In Glasgow there was a weekly paper of much humour and spirit called The Bailie. With each issue it published an article on some prominent man of the day under the title of Men You Know, accompanied by a portrait of the person selected. It is the Glasgow Punch. It was established in 1873,and “Ma Conscience!” is its motto. It still, I am glad to hear, runs an honorable and profitable course, which its merits well deserve. In its issue of September 13th, 1882, Mr. Wainwright was The Man You Know, and, at the request of the Editor, I wrote the article upon him. In it are some words which, penned when I was with him daily, and his influence was strong upon me, are, perhaps, more true and faithful than any I could at this distance of time write, and so I will quote them here, and with them conclude this chapter.
“He (The Man You Know) is one upon whom responsibility rests gracefully and lightly, who accomplishes great things without apparent effort, and whose personal influence smoothes the daily friction of official life. He rules with a gentler sway than many who are accustomed to other methods of command would believe possible. He believes in Emerson’s maxim that if you deal nobly with men they will act nobly, and his habit towards everyone around him, and its success, lends force to the genial truth of the American philosopher.”

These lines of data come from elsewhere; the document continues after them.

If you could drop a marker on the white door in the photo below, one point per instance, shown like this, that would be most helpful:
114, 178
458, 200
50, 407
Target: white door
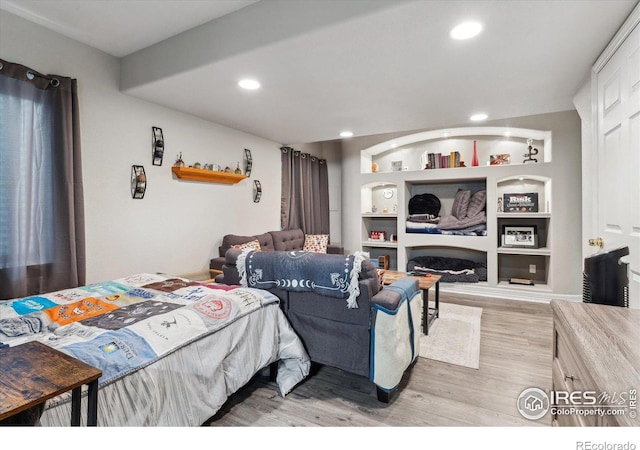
616, 175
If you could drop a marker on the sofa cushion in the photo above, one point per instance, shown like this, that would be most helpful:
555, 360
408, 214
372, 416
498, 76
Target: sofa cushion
265, 240
287, 240
316, 243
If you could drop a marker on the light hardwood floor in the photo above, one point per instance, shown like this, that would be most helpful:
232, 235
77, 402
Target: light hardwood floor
515, 353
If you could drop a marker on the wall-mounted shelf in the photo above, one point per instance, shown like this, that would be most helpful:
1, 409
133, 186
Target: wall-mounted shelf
188, 173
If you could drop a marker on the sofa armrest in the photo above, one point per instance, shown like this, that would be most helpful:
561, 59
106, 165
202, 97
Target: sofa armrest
231, 256
335, 249
217, 263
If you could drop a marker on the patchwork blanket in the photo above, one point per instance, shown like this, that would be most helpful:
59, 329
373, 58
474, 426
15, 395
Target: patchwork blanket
122, 325
325, 274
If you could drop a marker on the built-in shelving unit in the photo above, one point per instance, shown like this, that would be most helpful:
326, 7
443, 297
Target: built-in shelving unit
389, 212
210, 176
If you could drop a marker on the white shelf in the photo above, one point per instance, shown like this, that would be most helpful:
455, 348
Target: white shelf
380, 244
542, 287
380, 215
540, 215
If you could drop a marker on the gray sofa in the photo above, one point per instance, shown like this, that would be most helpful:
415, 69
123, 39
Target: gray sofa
377, 339
281, 240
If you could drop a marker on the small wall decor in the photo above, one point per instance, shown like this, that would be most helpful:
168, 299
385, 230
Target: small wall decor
257, 191
248, 163
500, 159
521, 202
138, 182
520, 236
179, 162
157, 147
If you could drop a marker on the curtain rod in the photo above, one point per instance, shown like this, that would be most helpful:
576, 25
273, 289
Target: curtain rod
30, 75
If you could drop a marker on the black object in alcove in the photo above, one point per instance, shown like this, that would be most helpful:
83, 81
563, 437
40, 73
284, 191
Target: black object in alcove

The 27th day of September, 1875, was the Jubilee of the British Railway System. It was celebrated by a banquet given by the North-Eastern Railway Company at Darlington, for the Stockton and Darlington section of the North-Eastern was, as I have mentioned before, the first public railway. A thousand guests were invited. No building in Darlington could accommodate such a number, and a great marquee, large enough to dine a thousand people, was obtained from London. My chief attended the banquet and I remained at home to hear the news when he returned. Dan Godfrey’s band was there, and Dan Godfrey himself composed some music for the occasion. The menu was long, elaborate and imposing; equalled only by the toast list, which contained no less than sixteen separate toasts. It was a Gargantuan feast befitting a great occasion. Could we men of to-day have done it justice and sat it and the toast list out, I wonder. It took place over forty years ago, when the endurance of the race was, perhaps, greater than now; or why do we now shorten our banquets and shirk the bottle?